Há pelo menos meio século, a sociedade planetária passou a entender de forma mais técnica a destruição do meio ambiente protagonizada pela própria espécie humana. O primeiro relatório sobre o tema da ONU é de 1968. A primeira reunião em nível mundial, em Estocolmo, ocorreu em 1972. De lá para cá, inúmeros outros estudos foram desenvolvidos, assim como Conferências e Tratados. Em comum, o objetivo de tornar a humanidade mais sustentável. O que não vem sendo uma tarefa fácil.
Atualmente, o setor de energia é responsável por cerca de 75% das emissões de gases de efeito estufa (GEE) no mundo, segundo a Agência Internacional de Energia (AIE), porém, no Brasil, essa fatia é de apenas 18%, de acordo com o Sistema de Estimativas de Emissões e Remoções de Gases de Efeito Estufa (SEEG). Mesmo assim, o País é o quinto maior emissor global de gases de efeito estufa. O que mais pesa na conta brasileira atualmente é o desmatamento.
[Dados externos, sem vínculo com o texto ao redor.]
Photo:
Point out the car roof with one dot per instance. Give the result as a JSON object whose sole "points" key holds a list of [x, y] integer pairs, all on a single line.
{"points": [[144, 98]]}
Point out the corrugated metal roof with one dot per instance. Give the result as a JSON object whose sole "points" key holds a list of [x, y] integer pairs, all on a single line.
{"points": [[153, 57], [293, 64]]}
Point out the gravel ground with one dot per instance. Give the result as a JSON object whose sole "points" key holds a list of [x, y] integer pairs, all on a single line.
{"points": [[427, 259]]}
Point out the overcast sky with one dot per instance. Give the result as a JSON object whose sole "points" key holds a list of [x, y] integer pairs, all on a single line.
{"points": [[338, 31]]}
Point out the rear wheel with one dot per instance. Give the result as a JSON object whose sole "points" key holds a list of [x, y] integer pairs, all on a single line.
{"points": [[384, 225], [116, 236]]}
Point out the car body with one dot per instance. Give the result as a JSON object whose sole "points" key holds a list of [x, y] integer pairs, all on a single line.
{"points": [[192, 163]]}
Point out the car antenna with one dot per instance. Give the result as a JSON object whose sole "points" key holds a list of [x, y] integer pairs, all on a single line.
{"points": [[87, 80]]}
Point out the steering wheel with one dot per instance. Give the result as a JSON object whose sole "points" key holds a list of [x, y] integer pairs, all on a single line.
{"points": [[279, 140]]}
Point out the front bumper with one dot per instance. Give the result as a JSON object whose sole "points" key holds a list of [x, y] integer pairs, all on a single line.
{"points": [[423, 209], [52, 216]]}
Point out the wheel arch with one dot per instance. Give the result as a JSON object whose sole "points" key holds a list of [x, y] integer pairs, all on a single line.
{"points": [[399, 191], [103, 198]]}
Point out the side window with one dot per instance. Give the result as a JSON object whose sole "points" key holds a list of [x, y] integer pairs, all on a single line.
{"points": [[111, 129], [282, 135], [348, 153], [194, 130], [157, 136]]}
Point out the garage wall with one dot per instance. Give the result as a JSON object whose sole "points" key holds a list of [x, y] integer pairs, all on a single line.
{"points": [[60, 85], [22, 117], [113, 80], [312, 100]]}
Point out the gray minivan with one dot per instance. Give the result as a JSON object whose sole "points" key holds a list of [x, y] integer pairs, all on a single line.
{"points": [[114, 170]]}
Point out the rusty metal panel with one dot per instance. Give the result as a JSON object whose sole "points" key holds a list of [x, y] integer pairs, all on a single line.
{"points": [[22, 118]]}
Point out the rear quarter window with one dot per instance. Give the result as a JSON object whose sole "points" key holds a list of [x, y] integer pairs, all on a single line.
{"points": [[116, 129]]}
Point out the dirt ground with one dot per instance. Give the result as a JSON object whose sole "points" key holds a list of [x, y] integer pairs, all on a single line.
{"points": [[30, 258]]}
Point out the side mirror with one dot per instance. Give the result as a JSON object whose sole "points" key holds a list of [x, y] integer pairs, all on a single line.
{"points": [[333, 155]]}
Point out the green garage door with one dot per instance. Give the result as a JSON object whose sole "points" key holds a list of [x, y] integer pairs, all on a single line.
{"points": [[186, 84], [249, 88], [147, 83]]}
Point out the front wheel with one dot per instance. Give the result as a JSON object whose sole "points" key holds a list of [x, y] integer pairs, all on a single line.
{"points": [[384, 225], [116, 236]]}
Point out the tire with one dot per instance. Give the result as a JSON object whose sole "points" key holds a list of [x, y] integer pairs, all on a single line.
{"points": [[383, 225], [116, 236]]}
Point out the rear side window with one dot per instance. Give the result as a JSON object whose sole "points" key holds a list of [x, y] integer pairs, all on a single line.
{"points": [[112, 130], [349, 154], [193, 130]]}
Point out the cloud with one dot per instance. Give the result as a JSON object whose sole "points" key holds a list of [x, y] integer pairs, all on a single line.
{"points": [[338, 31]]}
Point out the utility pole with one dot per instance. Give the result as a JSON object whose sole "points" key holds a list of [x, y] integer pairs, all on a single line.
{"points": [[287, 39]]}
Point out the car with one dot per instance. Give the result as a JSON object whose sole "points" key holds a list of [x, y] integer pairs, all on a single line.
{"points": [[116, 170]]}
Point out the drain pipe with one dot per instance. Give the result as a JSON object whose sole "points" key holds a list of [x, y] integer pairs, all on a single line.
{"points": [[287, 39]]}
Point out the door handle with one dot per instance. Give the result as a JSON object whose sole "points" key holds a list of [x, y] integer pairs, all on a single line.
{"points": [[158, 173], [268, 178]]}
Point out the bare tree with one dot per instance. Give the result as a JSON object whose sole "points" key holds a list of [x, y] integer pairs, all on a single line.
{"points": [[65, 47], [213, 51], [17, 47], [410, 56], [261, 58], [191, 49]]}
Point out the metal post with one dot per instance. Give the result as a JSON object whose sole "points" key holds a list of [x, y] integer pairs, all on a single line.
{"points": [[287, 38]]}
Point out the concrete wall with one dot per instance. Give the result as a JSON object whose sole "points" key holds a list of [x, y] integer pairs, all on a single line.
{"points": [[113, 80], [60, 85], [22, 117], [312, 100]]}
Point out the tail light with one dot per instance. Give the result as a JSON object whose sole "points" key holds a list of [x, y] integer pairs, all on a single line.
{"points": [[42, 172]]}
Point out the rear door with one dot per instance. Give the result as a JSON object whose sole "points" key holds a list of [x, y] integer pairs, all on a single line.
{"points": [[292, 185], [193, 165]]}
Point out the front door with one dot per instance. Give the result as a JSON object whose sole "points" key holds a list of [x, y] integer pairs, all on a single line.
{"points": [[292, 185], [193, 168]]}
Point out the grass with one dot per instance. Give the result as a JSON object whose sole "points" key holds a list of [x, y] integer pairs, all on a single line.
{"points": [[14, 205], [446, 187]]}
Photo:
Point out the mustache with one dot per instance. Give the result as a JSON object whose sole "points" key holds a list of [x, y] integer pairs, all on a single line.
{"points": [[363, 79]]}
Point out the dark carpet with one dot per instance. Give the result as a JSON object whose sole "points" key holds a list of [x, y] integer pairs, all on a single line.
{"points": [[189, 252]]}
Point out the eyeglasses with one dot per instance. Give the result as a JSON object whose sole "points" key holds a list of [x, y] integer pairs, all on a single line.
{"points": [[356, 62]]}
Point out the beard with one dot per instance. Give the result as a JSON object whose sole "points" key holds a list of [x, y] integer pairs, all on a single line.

Em 2021, o Brasil assumiu o topo do ranking de países que liderou a perda de florestas tropicais no mundo, com 1,5 milhão de hectares de matas primárias derrubadas, o que representa 40% da derrubada total registrada pela plataforma Global Forest Watch (GFW). Na Mata Atlântica, o Instituto Nacional de Pesquisas Espaciais (Inpe) registrou alta recorde de 66% no desmatamento em 2021 em relação ao ano anterior, somando 21.642 hectares de florestas derrubados, a maior taxa em 15 anos.
Apesar de haver um sentimento geral de que a descarbonização das cadeias de produção é algo inevitável, esse é um processo que na prática apenas engatinha, segundo especialistas no tema. “Infelizmente, o Brasil andou para trás. Em 2012, nós tínhamos um nível de emissões de 1,2 gigatoneladas de carbono equivalente. Nosso objetivo, segundo a meta inscrita pelo Brasil no Acordo de Paris, era de chegar a 2025 com no máximo 1,3 gigatoneladas e, em 2030, com esse patamar de 1,2 gigatoneladas”, afirma Natalie Unterstell, presidente do Instituto Talanoa. No entanto, o caminho percorrido foi bem diferente. “No ano passado, nossas emissões bateram os 2,42 gigatoneladas. Ou seja, estamos totalmente fora da rota. No atual ritmo de crescimento de emissões não vamos alcançar o net zero nunca.”
Para Natalie, é possível zerar o índice de desmatamento até 2030 – meta estipulada no Painel Intergovernamental sobre Mudanças Climáticas (IPCC) – “O Brasil já chegou a 80% de redução de emissões oriundas do desmatamento na Amazônia entre 2005 e 2012. Nós sabemos que é possível, porque já foi feito algo muito próximo disso. O contexto agora é diferente, mais complexo por conta dos desafios de insegurança pública na região, assim como a necessidade de reconstituir as instituições e o orçamento públicos.”
Suzana Kahn, vice-diretora da Coppe/UFRJ, salienta alguns pontos positivos, mas que ainda precisam de mais estímulos. “O Brasil reduziu bastante o desmatamento em um determinado período, mas não manteve suas políticas ambientais e voltou a situação de aumento das emissões. Por outro lado, vimos um crescimento significativo de outras fontes renováveis, como a energia eólica”, explica uma das principais especialistas em clima e energia do Brasil.
Além do desmatamento, e apesar do uso em grande escala de fontes renováveis, muitas cadeias de produção no Brasil ainda estão alicerçadas na energia suja, ou seja, a base de combustíveis fósseis. “Ainda estamos nos estágios ‘infantis’ do enfrentamento da crise climática, ao mesmo tempo que a crise já está instalada, sem possibilidade de retorno. As mudanças do clima já manifestadas, como aumento da frequência e intensidade de eventos atmosféricos extremos, alteração nos padrões de precipitações e perda de cobertura dos glaciares não desaparecerão. Trata-se de impedir que piorem para as condições de vida humana”, afirma Roberto Kishinami, coordenador sênior do Portfólio de Energia do Instituto Clima e Sociedade (iCS).